COURAGE
In the stretch from here to where the river bends
around the meadows, there have been drownings –
crowded pleasure boats upturned, youths,
desperate with raucous bravado,
jumping from the suspension foot bridge.
The river, which is a whorl and tension
of conflicting, muddied undertows,
seems linear today, almost emollient.
A children’s cancer charity has fastened
awareness-raising memento mori
to the wrought iron railings of the bridge.
The cards and photographs – obscuring
the occasional lovers’ padlock – are tied
together, and to the rails, carefully,
almost gaily, with golden ribbon.
The charity promotes research. The bridge’s
wooden walkway registers each human step,
shifts with each tread, beating like a slow heart.

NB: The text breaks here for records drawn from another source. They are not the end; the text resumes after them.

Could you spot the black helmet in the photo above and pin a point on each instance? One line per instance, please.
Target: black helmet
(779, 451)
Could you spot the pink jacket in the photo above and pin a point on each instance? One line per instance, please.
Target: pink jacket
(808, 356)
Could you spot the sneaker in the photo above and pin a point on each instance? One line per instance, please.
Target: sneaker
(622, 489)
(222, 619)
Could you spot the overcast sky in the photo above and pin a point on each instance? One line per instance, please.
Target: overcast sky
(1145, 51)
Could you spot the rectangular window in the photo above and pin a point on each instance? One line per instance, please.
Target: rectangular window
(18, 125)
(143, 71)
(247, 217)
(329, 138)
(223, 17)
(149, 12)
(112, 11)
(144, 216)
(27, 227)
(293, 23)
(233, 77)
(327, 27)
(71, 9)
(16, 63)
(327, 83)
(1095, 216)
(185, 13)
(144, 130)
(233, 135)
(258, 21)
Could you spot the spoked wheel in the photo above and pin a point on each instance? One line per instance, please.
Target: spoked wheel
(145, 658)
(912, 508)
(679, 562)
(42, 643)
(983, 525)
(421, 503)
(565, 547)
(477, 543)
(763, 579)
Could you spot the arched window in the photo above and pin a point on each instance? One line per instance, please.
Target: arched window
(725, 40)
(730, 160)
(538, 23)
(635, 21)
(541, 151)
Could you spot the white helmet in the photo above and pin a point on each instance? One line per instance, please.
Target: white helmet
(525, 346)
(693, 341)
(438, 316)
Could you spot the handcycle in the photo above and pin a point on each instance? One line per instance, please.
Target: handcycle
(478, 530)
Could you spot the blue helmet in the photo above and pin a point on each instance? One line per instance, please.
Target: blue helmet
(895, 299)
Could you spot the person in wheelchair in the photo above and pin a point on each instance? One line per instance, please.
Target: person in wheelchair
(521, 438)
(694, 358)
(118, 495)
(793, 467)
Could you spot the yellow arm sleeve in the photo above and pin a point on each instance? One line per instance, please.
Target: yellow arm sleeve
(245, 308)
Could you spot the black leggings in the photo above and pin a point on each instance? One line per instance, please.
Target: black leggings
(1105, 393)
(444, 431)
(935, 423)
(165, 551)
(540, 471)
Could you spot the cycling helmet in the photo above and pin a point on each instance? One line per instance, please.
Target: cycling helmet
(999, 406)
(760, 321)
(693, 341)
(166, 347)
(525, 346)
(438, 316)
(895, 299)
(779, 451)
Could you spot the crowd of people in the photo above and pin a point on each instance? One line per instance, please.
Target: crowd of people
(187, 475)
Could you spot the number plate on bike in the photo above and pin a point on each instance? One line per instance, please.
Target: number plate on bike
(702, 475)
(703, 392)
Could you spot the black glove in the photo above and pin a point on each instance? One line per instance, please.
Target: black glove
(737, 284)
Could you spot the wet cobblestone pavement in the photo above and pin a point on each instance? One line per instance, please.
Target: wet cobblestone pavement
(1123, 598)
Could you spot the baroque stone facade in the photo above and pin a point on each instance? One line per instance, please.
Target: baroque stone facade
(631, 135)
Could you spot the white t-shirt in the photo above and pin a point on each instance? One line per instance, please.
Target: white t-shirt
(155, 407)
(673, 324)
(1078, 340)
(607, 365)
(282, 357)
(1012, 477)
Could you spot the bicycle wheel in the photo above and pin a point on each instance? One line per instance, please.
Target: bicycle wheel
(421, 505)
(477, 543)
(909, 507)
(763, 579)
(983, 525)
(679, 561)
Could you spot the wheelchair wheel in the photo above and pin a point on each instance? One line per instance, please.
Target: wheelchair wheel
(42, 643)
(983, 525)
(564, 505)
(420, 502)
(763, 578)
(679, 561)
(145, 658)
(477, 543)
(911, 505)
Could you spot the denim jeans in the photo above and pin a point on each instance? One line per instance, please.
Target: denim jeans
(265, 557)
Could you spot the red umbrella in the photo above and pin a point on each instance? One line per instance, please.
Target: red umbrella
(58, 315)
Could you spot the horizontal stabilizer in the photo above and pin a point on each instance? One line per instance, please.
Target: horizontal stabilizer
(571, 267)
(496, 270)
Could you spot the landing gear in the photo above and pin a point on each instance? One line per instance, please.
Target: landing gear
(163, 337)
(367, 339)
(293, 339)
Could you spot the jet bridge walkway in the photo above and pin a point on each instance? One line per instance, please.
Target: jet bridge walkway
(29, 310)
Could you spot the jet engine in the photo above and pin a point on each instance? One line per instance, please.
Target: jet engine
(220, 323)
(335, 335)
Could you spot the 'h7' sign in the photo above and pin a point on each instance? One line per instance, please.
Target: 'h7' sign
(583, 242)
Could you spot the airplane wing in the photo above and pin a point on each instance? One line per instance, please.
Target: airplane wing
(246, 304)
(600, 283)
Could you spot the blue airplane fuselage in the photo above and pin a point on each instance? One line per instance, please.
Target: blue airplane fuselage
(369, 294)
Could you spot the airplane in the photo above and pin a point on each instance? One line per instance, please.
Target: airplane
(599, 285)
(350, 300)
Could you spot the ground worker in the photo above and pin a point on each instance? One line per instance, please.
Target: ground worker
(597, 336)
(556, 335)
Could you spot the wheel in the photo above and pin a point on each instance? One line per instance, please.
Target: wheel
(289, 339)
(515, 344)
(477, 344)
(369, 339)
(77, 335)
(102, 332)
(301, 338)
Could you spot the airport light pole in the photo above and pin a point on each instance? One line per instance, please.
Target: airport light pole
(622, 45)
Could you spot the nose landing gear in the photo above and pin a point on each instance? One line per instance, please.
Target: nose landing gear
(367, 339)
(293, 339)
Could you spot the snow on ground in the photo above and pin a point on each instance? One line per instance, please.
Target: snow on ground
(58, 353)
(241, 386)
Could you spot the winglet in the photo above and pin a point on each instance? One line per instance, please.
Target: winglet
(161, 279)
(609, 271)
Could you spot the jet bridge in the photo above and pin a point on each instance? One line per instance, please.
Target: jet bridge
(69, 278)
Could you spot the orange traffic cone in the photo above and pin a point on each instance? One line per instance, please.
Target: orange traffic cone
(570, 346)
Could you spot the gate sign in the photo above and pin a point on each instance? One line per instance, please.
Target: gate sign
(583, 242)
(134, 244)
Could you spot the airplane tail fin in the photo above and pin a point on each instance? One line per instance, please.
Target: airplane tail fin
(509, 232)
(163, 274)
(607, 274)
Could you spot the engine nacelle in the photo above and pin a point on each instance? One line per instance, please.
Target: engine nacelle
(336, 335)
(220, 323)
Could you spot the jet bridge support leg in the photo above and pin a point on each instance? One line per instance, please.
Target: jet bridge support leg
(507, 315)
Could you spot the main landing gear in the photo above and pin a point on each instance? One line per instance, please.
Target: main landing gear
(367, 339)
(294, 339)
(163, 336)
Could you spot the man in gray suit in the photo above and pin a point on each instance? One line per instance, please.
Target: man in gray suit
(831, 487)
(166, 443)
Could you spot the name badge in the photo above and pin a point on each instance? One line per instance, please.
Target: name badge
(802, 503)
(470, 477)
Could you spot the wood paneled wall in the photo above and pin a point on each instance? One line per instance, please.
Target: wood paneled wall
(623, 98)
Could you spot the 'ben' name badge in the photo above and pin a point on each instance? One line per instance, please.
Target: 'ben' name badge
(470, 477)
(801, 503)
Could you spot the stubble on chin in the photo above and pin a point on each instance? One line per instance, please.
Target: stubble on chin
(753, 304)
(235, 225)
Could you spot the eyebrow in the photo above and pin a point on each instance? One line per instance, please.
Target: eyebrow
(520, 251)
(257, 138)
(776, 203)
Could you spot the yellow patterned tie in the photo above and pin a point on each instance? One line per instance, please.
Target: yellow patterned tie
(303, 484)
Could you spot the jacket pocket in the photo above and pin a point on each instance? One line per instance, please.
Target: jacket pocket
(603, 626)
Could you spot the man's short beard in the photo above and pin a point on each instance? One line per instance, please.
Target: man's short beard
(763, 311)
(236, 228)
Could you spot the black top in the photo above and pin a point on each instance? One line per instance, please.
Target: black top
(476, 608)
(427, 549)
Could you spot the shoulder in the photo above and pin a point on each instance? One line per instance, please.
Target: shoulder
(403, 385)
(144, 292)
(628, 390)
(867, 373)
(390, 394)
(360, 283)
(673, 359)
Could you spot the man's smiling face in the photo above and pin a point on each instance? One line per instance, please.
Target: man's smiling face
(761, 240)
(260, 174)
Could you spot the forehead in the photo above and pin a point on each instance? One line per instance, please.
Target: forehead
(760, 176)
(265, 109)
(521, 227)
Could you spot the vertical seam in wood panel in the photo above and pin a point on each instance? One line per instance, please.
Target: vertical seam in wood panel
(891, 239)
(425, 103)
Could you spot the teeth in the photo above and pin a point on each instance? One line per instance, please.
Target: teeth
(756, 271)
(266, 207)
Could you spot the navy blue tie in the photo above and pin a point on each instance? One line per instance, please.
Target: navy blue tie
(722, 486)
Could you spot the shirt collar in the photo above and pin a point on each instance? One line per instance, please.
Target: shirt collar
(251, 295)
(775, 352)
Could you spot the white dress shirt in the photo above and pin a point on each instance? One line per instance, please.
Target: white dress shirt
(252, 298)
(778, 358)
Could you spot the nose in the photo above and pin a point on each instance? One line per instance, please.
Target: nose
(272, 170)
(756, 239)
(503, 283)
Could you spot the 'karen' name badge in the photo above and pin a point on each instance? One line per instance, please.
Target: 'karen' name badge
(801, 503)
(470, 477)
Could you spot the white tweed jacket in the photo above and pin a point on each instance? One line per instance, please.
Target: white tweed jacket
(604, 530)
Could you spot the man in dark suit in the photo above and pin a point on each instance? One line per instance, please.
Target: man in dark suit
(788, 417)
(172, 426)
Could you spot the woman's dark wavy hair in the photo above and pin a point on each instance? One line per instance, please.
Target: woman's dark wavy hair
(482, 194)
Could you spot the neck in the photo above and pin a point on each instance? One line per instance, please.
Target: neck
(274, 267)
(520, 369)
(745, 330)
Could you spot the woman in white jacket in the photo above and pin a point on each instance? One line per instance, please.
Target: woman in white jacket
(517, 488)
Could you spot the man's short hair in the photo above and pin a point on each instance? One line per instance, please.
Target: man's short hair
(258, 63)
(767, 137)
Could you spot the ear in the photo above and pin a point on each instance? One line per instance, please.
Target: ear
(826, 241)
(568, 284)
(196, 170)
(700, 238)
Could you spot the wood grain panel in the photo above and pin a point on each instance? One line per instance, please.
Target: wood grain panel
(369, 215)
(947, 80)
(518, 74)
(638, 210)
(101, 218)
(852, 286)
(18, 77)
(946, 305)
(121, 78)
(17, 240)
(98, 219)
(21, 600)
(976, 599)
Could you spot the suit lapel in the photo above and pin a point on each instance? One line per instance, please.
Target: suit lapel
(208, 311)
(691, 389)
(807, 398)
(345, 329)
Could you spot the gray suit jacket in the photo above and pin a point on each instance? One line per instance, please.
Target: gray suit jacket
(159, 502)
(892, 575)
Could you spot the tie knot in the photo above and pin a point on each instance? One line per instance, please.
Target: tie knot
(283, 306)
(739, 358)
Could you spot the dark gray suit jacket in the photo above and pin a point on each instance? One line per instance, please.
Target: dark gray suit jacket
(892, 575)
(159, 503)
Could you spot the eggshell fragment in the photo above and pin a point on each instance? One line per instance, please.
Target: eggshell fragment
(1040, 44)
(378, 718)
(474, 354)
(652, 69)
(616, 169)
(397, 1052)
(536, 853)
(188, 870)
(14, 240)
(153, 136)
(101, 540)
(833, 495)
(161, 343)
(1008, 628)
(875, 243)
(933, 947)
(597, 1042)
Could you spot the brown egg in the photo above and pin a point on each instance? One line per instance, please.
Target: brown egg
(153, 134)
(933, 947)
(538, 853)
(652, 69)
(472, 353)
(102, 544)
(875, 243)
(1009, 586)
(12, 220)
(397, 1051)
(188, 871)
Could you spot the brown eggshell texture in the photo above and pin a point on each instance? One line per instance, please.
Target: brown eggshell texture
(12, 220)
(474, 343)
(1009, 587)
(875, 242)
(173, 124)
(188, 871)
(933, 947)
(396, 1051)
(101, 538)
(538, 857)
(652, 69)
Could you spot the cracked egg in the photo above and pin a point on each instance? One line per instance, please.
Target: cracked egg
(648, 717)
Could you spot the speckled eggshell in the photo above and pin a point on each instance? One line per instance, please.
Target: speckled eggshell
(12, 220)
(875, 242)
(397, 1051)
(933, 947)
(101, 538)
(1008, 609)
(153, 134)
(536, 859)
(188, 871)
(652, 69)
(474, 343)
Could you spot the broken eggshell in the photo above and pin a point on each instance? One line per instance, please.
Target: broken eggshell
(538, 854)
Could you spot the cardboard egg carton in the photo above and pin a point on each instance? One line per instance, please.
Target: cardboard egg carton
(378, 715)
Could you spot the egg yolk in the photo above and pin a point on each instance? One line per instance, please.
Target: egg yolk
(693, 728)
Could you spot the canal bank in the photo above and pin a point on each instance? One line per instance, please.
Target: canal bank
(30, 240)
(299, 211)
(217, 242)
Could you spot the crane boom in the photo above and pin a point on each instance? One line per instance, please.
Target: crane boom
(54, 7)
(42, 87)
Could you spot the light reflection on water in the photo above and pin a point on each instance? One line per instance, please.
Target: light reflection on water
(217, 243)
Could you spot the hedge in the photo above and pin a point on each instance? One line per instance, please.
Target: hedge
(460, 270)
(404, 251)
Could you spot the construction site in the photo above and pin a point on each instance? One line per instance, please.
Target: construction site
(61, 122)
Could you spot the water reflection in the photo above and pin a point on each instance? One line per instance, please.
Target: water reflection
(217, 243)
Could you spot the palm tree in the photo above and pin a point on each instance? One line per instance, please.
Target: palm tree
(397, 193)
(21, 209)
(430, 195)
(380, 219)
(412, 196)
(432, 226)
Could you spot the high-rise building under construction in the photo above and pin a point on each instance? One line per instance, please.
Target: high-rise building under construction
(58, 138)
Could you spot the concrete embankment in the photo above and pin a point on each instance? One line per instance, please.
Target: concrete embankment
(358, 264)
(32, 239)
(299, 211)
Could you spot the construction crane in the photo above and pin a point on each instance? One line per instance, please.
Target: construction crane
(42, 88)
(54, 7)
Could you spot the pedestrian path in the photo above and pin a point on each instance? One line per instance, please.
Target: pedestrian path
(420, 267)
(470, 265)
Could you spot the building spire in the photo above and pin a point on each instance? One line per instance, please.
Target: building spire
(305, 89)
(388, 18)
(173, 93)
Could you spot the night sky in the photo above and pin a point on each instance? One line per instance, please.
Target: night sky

One card begins, ‘If love could have saved you…’
We dare not imagine such loss, such
unendurable humility, such
self-effacing courage.
John Huddart
February 25, 2022It is not often that we are privileged to share river walks with dear friends, but thanks for sharing these with us. A visual treat, with old father Dee stripped of her name, elemental and historic! And gender free!
David Alexander
April 22, 2026I am reminded of the tragic drowning of Jonathan Price in the Dee over sixty years ago. A golden boy, whom everyone loved: home on vacation from his first term at Magdalen College, Oxford, he took out a sculling boat which overturned in the winter swell.
I have thought of him from time to time over the past years, and wondered what might have been; and how painful his death must have been for his parents and his brother, Nicholas.
David Selzer
April 22, 2026Thank you for your lovely remembrance, David. Jonathan is mentioned, though not by name, in another poem in this collection: THE EMBRACE OF NOTHING.